Налив не остановилась, но, чем дальше, тем больше она сомневалась в своем решении, чувствуя чужую дрожь каждый раз, когда дотрагивалась до израненного тела. Она перешла со шрамов на чистые участки кожи, но и тогда эффект не исчез. Еще какое-то время клиентка натиралась самостоятельно, но потом движения ее начали замедляться. Налив заметила это, но ничего уже не могла поделать с чувством надвигающейся опасности.
Октис остановилась.
– Лезь в кадку. – Вдруг приказала она.
– Это еще зачем? – Испугалась Налив.
– Просто лезь в кадку! – Клиентка развернулась и посмотрела на нее сверху-вниз.
– Что-то не так?
– Я натру тебя. – Как только могла Октис изобразила дружелюбие, но голос ее приказывал и принуждал. – Это… просто привычка. Ты помогаешь мне – я помогаю тебе. Ну? Лезь в воду – я сказала! Мы в борделе: не строй из себя неожиданную монашку.
Октис отошла. Налив, почти оглушенная быстрой переменой чужих настроений, с вновь пробудившимся страхом перешагнула в кадку и окунулась.
Они стали растирать по коже друг друга древесную муку: молча, по очереди, будто каждая новая горсть опилок и место применения были ответными на горсть и выбранное место другой. Затем они погрузились в воду, не сразу уместив ноги в тесноте кадки. Опилки расплылись по поверхности воды, чуть не пролившейся через край.
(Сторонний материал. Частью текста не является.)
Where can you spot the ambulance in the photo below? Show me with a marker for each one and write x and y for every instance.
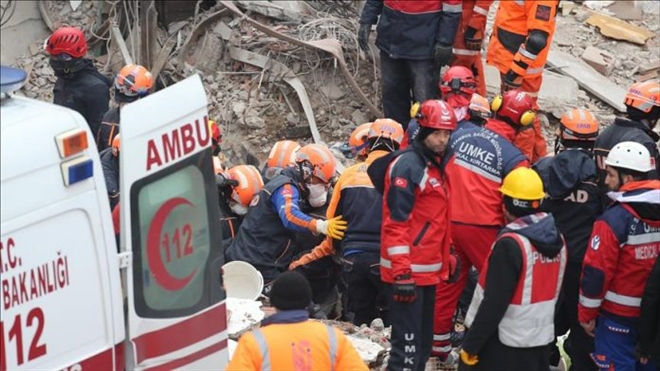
(71, 298)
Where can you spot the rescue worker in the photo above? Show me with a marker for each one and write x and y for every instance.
(282, 155)
(519, 46)
(79, 86)
(642, 114)
(514, 118)
(622, 249)
(510, 320)
(479, 110)
(360, 204)
(480, 160)
(573, 198)
(110, 165)
(357, 145)
(236, 189)
(268, 229)
(469, 40)
(648, 346)
(288, 340)
(415, 238)
(131, 83)
(415, 40)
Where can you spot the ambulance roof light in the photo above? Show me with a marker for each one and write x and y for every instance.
(11, 79)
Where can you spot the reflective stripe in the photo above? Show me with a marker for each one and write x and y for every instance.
(480, 10)
(441, 337)
(526, 54)
(532, 71)
(590, 303)
(452, 8)
(630, 301)
(263, 349)
(332, 339)
(445, 349)
(416, 268)
(466, 52)
(641, 239)
(398, 250)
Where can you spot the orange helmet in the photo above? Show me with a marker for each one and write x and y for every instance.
(132, 82)
(283, 154)
(249, 183)
(317, 160)
(578, 124)
(386, 128)
(116, 144)
(67, 40)
(643, 96)
(358, 140)
(479, 107)
(436, 114)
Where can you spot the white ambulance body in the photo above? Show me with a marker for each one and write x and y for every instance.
(70, 301)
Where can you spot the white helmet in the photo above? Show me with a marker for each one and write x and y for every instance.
(632, 156)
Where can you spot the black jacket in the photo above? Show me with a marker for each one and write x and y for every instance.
(649, 329)
(86, 91)
(623, 130)
(108, 129)
(573, 197)
(110, 165)
(408, 35)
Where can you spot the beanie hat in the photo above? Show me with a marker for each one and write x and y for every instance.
(291, 290)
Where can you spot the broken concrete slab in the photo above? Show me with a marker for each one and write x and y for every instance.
(601, 60)
(588, 78)
(558, 93)
(627, 10)
(620, 30)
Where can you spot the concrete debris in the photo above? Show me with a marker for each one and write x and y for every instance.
(599, 59)
(620, 30)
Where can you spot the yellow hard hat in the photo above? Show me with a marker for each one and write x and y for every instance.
(523, 184)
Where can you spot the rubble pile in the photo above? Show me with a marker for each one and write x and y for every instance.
(263, 87)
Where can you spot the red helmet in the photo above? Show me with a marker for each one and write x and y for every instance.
(458, 78)
(67, 40)
(516, 106)
(436, 114)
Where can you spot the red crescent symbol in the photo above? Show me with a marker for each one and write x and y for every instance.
(160, 273)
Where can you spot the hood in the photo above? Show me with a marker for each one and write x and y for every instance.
(541, 230)
(564, 172)
(642, 198)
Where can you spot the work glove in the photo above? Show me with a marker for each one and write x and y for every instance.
(334, 227)
(403, 289)
(473, 39)
(363, 36)
(454, 265)
(511, 81)
(223, 182)
(468, 359)
(442, 55)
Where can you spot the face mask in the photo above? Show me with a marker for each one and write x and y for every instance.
(318, 195)
(238, 209)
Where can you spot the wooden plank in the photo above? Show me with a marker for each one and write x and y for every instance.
(588, 78)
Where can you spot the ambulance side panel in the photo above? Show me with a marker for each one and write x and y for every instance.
(169, 206)
(61, 292)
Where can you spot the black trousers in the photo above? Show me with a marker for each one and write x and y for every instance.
(401, 77)
(366, 296)
(412, 331)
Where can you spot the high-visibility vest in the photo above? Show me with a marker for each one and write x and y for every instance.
(529, 319)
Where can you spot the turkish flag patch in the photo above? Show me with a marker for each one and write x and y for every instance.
(543, 12)
(400, 182)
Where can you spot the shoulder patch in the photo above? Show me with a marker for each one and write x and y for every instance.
(543, 12)
(401, 182)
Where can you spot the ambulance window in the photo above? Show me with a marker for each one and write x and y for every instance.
(172, 269)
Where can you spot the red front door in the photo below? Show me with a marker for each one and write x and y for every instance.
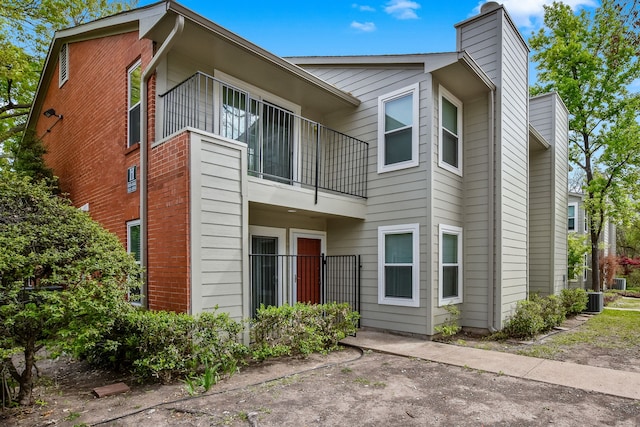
(308, 270)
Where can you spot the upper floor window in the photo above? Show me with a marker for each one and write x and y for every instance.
(450, 271)
(398, 127)
(450, 152)
(63, 65)
(398, 265)
(572, 216)
(133, 123)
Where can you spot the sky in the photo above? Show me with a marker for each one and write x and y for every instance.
(362, 27)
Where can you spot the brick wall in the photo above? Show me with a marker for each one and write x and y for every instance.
(88, 151)
(169, 278)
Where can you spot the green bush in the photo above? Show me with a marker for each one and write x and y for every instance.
(527, 320)
(551, 310)
(574, 301)
(165, 345)
(300, 329)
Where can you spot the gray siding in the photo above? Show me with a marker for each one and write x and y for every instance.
(477, 210)
(394, 198)
(495, 44)
(219, 230)
(548, 197)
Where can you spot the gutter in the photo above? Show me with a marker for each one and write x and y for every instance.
(144, 149)
(491, 315)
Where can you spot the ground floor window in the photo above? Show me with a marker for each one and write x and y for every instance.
(450, 271)
(133, 247)
(398, 265)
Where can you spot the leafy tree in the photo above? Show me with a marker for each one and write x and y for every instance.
(591, 60)
(26, 29)
(577, 248)
(63, 278)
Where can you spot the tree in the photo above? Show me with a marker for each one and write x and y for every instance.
(63, 278)
(26, 29)
(591, 60)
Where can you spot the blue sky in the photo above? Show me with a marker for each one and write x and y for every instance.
(333, 27)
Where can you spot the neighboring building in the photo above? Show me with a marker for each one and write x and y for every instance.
(578, 222)
(426, 179)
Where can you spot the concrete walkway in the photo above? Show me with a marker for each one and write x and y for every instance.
(589, 378)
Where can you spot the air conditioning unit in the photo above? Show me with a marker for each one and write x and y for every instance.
(619, 283)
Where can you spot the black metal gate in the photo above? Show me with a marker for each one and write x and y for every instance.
(335, 278)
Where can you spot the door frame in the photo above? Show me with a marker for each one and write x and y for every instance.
(294, 234)
(281, 235)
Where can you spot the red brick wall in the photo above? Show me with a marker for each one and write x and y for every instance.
(88, 152)
(169, 275)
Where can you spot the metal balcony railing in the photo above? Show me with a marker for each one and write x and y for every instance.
(282, 146)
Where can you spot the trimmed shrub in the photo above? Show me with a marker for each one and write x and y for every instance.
(527, 320)
(300, 329)
(574, 301)
(166, 345)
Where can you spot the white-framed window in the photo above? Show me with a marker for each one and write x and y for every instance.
(133, 247)
(133, 97)
(399, 265)
(450, 271)
(586, 221)
(398, 129)
(63, 65)
(572, 216)
(450, 150)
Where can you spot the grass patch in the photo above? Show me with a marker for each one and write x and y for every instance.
(626, 302)
(609, 329)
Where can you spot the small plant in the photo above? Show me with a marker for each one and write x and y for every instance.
(450, 327)
(574, 301)
(300, 329)
(526, 322)
(72, 416)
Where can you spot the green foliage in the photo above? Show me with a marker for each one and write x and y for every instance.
(450, 327)
(590, 60)
(526, 322)
(166, 345)
(300, 329)
(551, 310)
(574, 301)
(577, 248)
(63, 278)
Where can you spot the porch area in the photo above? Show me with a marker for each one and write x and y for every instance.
(282, 146)
(279, 279)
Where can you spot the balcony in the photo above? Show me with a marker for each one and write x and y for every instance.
(282, 146)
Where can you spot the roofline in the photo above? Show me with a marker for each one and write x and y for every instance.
(258, 51)
(420, 59)
(131, 20)
(492, 10)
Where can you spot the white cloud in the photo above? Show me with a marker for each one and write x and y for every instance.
(363, 8)
(530, 13)
(402, 9)
(366, 27)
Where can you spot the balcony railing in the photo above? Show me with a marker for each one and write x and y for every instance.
(282, 146)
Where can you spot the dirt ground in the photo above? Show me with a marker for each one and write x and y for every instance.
(345, 388)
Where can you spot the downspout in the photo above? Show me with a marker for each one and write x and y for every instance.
(491, 315)
(144, 149)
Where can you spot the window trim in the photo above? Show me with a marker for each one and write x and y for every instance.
(414, 91)
(444, 93)
(130, 225)
(575, 217)
(457, 231)
(414, 301)
(63, 65)
(130, 70)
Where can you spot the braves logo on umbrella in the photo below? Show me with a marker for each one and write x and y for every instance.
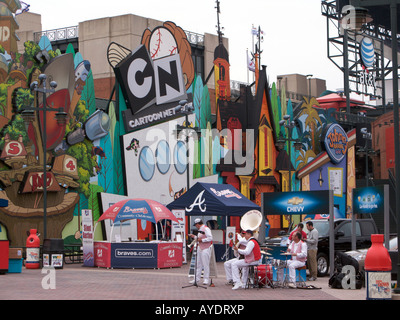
(135, 210)
(199, 201)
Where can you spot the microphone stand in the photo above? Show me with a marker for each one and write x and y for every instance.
(195, 271)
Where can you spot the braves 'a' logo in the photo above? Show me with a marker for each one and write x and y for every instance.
(199, 201)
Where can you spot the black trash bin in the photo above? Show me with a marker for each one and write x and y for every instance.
(53, 253)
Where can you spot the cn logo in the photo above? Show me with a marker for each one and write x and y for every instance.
(145, 82)
(199, 201)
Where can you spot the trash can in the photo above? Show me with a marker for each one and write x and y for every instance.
(4, 253)
(378, 266)
(53, 253)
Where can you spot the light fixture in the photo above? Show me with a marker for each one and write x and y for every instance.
(28, 116)
(320, 180)
(61, 117)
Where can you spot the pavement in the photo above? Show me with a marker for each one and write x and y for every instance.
(76, 282)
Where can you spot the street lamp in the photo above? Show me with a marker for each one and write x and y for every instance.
(309, 76)
(366, 151)
(186, 109)
(31, 114)
(290, 125)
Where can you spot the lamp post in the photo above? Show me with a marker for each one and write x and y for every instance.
(31, 114)
(392, 4)
(367, 151)
(290, 125)
(186, 109)
(309, 76)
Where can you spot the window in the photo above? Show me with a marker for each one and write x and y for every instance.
(180, 159)
(346, 229)
(163, 157)
(146, 164)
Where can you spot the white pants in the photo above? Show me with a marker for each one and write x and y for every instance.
(228, 269)
(203, 262)
(292, 265)
(242, 264)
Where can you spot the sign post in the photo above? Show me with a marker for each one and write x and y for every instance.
(87, 238)
(373, 201)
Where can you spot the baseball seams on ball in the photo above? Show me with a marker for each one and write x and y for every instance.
(162, 43)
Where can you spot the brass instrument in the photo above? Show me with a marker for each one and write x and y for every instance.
(251, 220)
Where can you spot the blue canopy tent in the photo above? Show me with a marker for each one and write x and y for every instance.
(209, 199)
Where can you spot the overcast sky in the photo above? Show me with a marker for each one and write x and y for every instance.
(294, 30)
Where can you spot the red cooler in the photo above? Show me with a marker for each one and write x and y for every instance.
(4, 253)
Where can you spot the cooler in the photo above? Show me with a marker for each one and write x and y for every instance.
(15, 260)
(53, 253)
(4, 253)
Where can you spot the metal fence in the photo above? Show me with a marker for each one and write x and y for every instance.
(58, 34)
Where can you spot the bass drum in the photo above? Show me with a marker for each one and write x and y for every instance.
(263, 272)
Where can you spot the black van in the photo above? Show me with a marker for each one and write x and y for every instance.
(364, 229)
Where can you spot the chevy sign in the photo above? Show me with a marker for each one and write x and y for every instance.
(302, 202)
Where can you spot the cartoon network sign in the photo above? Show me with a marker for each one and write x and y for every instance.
(335, 142)
(145, 82)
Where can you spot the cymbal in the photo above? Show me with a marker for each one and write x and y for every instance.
(266, 248)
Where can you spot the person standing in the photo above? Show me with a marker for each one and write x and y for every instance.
(204, 247)
(252, 257)
(298, 251)
(242, 243)
(312, 249)
(299, 228)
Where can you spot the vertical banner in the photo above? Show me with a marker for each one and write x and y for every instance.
(87, 238)
(178, 231)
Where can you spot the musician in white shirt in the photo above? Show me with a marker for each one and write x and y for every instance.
(204, 247)
(242, 243)
(298, 251)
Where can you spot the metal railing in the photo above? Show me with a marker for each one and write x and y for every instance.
(73, 32)
(58, 34)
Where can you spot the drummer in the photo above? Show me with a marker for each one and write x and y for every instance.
(298, 250)
(241, 244)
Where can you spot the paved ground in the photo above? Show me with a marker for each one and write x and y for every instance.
(76, 282)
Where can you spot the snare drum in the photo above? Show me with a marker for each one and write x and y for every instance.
(263, 272)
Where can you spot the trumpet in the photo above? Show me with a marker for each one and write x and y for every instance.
(192, 244)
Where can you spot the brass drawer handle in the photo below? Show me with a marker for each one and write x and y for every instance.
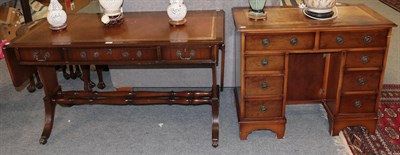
(361, 81)
(263, 108)
(365, 59)
(357, 104)
(191, 54)
(294, 41)
(367, 39)
(339, 40)
(45, 57)
(265, 42)
(125, 54)
(139, 53)
(264, 62)
(264, 85)
(96, 54)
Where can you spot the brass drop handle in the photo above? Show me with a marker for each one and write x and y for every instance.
(125, 54)
(264, 85)
(263, 108)
(357, 104)
(367, 39)
(191, 54)
(265, 42)
(264, 62)
(361, 81)
(294, 41)
(365, 59)
(45, 57)
(339, 40)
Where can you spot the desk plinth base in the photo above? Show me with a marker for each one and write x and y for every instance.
(338, 123)
(277, 126)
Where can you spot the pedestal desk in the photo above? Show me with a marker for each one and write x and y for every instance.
(143, 40)
(292, 59)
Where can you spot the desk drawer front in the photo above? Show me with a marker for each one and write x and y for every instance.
(263, 85)
(353, 39)
(263, 108)
(187, 53)
(264, 63)
(111, 54)
(41, 55)
(365, 59)
(358, 104)
(359, 81)
(279, 41)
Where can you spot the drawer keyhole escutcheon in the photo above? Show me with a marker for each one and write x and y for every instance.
(365, 59)
(293, 41)
(357, 104)
(264, 85)
(139, 53)
(339, 40)
(264, 62)
(367, 39)
(263, 108)
(361, 81)
(83, 55)
(125, 54)
(265, 42)
(45, 57)
(191, 54)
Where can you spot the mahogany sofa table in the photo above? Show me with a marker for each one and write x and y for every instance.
(143, 40)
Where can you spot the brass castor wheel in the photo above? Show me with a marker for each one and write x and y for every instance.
(101, 85)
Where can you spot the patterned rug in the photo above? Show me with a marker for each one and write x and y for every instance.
(395, 4)
(386, 139)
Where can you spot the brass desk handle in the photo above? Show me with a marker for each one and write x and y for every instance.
(264, 85)
(265, 42)
(339, 40)
(294, 41)
(263, 108)
(191, 54)
(264, 62)
(36, 56)
(365, 59)
(361, 81)
(358, 104)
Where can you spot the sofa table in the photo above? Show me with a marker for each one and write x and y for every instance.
(143, 40)
(292, 59)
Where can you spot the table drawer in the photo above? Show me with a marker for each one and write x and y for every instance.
(187, 53)
(361, 80)
(40, 55)
(263, 108)
(110, 54)
(353, 39)
(263, 85)
(358, 104)
(365, 59)
(264, 62)
(279, 41)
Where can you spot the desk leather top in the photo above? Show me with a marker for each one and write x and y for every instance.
(138, 28)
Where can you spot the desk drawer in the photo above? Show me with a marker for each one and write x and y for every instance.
(353, 39)
(361, 80)
(264, 62)
(187, 53)
(279, 41)
(263, 108)
(263, 85)
(112, 54)
(40, 55)
(358, 104)
(365, 59)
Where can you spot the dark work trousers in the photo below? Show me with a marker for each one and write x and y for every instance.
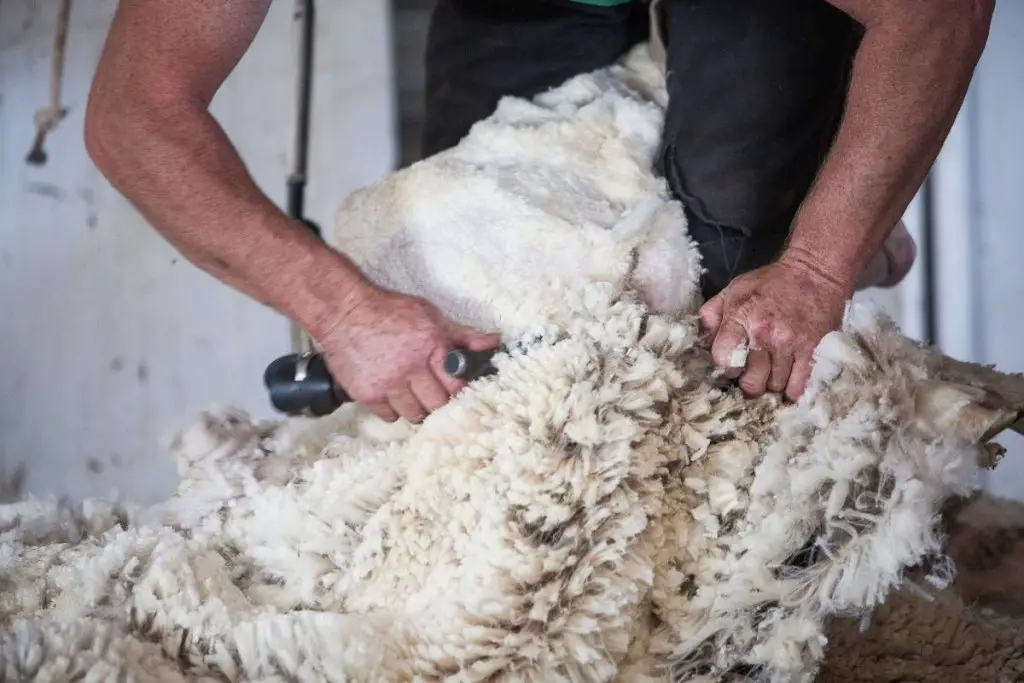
(756, 94)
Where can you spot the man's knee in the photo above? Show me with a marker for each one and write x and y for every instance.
(757, 89)
(481, 50)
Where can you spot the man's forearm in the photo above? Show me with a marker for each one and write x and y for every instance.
(909, 79)
(177, 167)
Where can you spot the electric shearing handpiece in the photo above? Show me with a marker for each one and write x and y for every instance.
(301, 384)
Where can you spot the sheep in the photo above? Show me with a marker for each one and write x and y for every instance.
(605, 508)
(971, 631)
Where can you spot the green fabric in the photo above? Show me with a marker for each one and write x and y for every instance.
(603, 3)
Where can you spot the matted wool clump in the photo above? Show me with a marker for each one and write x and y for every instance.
(605, 508)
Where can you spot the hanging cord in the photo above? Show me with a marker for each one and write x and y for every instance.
(304, 25)
(48, 118)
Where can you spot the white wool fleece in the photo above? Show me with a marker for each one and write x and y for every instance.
(604, 508)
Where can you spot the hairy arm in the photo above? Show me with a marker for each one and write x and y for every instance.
(150, 132)
(909, 79)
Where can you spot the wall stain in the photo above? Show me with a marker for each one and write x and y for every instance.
(46, 189)
(89, 197)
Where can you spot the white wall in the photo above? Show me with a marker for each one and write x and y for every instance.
(111, 341)
(992, 168)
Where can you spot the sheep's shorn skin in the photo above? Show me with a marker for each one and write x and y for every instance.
(605, 508)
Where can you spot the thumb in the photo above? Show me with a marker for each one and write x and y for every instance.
(473, 340)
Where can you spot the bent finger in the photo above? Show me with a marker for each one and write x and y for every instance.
(758, 370)
(781, 368)
(428, 391)
(382, 410)
(799, 377)
(729, 348)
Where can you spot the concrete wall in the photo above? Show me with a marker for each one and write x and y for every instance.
(110, 339)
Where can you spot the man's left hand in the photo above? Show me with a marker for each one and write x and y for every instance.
(779, 312)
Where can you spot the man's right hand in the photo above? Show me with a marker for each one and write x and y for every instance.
(388, 353)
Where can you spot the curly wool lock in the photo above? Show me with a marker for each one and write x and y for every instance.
(603, 509)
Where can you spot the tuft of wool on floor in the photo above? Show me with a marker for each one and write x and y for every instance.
(604, 508)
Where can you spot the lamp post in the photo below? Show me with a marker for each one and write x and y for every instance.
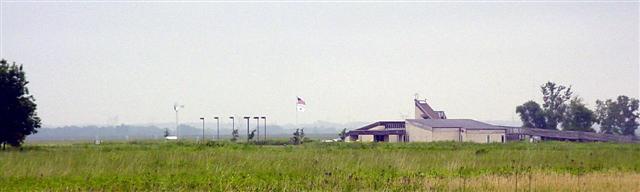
(257, 127)
(202, 118)
(247, 118)
(265, 127)
(233, 123)
(176, 108)
(217, 128)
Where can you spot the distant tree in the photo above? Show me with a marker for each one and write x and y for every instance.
(343, 134)
(18, 116)
(606, 114)
(619, 116)
(531, 115)
(628, 115)
(578, 117)
(234, 135)
(554, 97)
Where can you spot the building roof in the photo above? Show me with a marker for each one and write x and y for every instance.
(386, 124)
(452, 123)
(427, 111)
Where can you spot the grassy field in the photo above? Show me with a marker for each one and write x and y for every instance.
(187, 166)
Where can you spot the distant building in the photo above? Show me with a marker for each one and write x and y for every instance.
(430, 125)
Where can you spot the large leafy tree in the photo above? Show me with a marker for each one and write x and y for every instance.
(578, 117)
(531, 115)
(555, 98)
(618, 116)
(18, 116)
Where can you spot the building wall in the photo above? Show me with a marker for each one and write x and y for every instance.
(446, 134)
(416, 134)
(365, 138)
(480, 136)
(418, 114)
(393, 139)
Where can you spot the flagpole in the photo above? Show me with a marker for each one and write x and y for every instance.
(297, 113)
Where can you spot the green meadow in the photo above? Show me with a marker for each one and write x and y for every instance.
(225, 166)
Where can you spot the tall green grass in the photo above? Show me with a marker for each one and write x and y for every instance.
(275, 166)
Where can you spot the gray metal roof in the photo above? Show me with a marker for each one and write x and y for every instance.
(452, 123)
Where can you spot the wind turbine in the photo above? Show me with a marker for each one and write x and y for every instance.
(176, 108)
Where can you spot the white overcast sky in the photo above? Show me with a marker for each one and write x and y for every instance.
(91, 62)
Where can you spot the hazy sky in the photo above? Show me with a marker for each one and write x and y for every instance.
(91, 62)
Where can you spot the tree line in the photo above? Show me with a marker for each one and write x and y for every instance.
(18, 116)
(560, 107)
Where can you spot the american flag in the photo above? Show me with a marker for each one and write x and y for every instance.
(300, 105)
(300, 101)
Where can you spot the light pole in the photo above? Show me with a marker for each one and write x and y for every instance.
(202, 118)
(247, 118)
(217, 127)
(265, 127)
(233, 123)
(175, 108)
(257, 127)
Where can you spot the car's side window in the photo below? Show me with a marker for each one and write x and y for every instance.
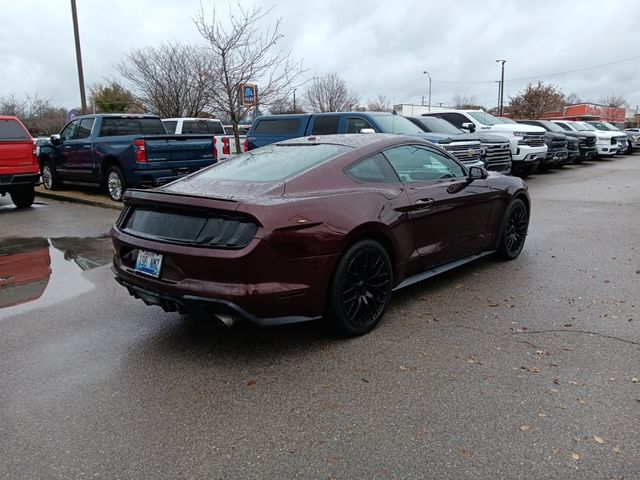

Налив все повторяла за Октис. Поднялась, когда поднялась она. Начала заново растирать муку в ответ на прикосновения к ней. Страх не утихал. От былого завоеванного обеими чувства доверия не осталось и следа, только нависающие молчание и тревога. Чужая дрожь всецело перебралась на Налив и теперь трясла тело без остановки. Расстояние между ней и клиенткой казалось ей каким-то уж слишком угрожающим – подходящим для ударов, оплеух и затрещин, уже пережитых ею в этих стенах. А отдалиться назад – словно только попытаться сбежать, но вовсе не уйти от них.
Все, что могла Налив – только приблизиться к Октис и не оставить ей места для замаха. Прикоснуться к ней всем телом, словно его мягкость и тепло должны были послужить негласной просьбой о милосердии. Сдачей в плен без боя. Надеждой на покровительство и защиту от нее же.
В какой-то момент Налив поняла, что Октис просто обнимает ее, и так вместе неподвижно они стоят уже долго.